Liverpool Metropolitan Cathedral at dusk.Credit: Chowells, Wikipedia

It's an unlikely combination of circumstances, but the Catholic Church's bid to close a church near Manchester is putting a mosaic created by a Hungarian Jewish Holocaust survivor depicting the crucifixion of Jesus at risk of being lost for ever.

The mosaic of the crucifixion, at Salford's Holy Rosary church, was created in the 1950s and is described by the Guaridan as eight meters (26 feet) tall, constructed of stone and glass tiles. The figure of Jesus on the cross was originally flanked by Mary and St. John, but the two others were later covered over.

The artist, Georg Mayer-Marton, who was part of the art scene in Vienna between World War I and World War II, found refuge in England during the war, the British Guardian newspaper reported on its website on Sunday, adding that Britain's Public Monuments and Sculpture Association has warned the bishop of the Salford parish, where the mosaic is located, that the mosaic’s destruction would be “a very regrettable loss."

This wouldn't be the first time that Mayer-Marton's work is destroyed, as most of his artistic work was lost during World War II in the London blitz in a Nazi aerial bombing raid, the Guardian reported.

It may seem curious that a Jewish artist would depict the crucifixion but a number of Jewish artists, including Marc Chagall, have used the motif.

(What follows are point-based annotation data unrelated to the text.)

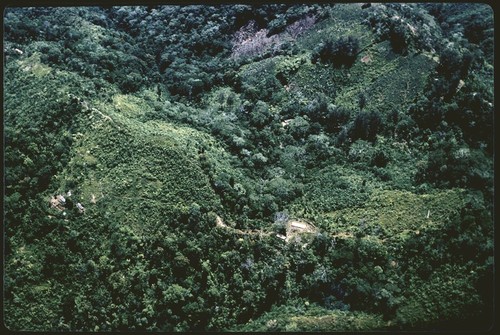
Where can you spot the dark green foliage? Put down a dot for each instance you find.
(366, 126)
(220, 174)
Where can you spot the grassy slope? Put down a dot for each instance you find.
(140, 171)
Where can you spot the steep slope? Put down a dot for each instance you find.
(258, 168)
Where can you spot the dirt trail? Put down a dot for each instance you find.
(293, 228)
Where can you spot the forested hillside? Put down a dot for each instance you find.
(282, 167)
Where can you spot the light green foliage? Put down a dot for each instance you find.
(280, 191)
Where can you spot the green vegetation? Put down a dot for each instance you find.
(249, 168)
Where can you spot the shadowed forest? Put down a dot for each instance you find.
(279, 167)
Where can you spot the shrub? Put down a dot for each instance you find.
(341, 52)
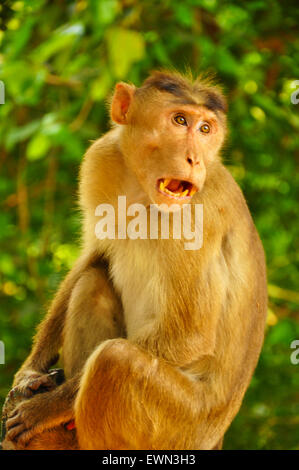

In Israeli art in fact, the crucifixion has been employed at times to highlight Jesus' Jewish identity or as a symbol of Jewish suffering. The Israel Museum in Jerusalem is currently running a temporary exhibition on the subject called "Behold the Man: Jesus in Israeli Art."

For his part, Mayer-Marton's great nephew Nick Braithwaite told the Guardian: “My great-uncle, who was of Hungarian-Jewish descent, worked on this mosaic just 10 years after the war and losing his parents and brother in the Holocaust. It must have been very poignant for him to work on an image of the suffering Jesus.”